On Thu, Apr 26, 2012 at 7:41 AM, Mark <
ma74...@gmail.com> wrote:
>
>
> On Apr 4, 9:08 pm, Dean Michael Berris <
dber...@google.com> wrote:
>>
>> Please don't let my lack of time stop you from working on it. I'll be
>> happy to review your changes if you send pull requests to the official
>> repository.
>>
>
> REST services framework question for you or anyone. I have not done
> much in terms of web services implementation so bear with me. My
> prime objective (hope-may not get there) is to stand up cpp-netlib as
> an alternate implementation to an implementation that's framed
> around:
>
> Apache Http Server <-> FastCGI <-> Web services (Java) where the
> Apache HTTP Server and Web services are running on separate machines.
>
Interesting.
> After some thought I'm struggling to understand the RESTful design
> considerations surrounding cpp-netlib, specifically
> a) The gateway implementation which I suspect would be part of the
> cppnetlib HTTP server?
Nope, you have to write that on your own by either:
1. Implementing the FastCGI protocol over TCP.

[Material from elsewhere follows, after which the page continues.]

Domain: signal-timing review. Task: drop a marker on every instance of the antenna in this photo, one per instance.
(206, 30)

2. Implementing a reverse proxy.
> b) How would the gateway implementation extend to web services
> assuming separation between gateway interface and HTTP server? In
> other words, from a web service perspective a developer will need a
> GGI frontend for their web service. If the GGI implementaiton is
> bundled with the HTTP server there's no 'reuse'. Of course there's
> alternatives such as ( (assuming C++) fastcgi++ or some variant but
> personally I'd like to stick with one library.
Unfortunately FastCGI is completely separate from HTTP. I don't think
implementing the FastCGI protocol is a bad idea -- that makes running
existing FastCGI binaries/modules easier to integrate.
However I was thinking more when I hear "web service framework" of
something that makes it easier to actually just implement handlers
using OOP, similar to how you write Java Servlets. Infrastructure like
reverse proxies and similar things already exist and although you can
implement those with the building blocks in cpp-netlib, the framework
idea actually implementing the business logic in C++ instead of a
scripting language or Java is the crux of the matter.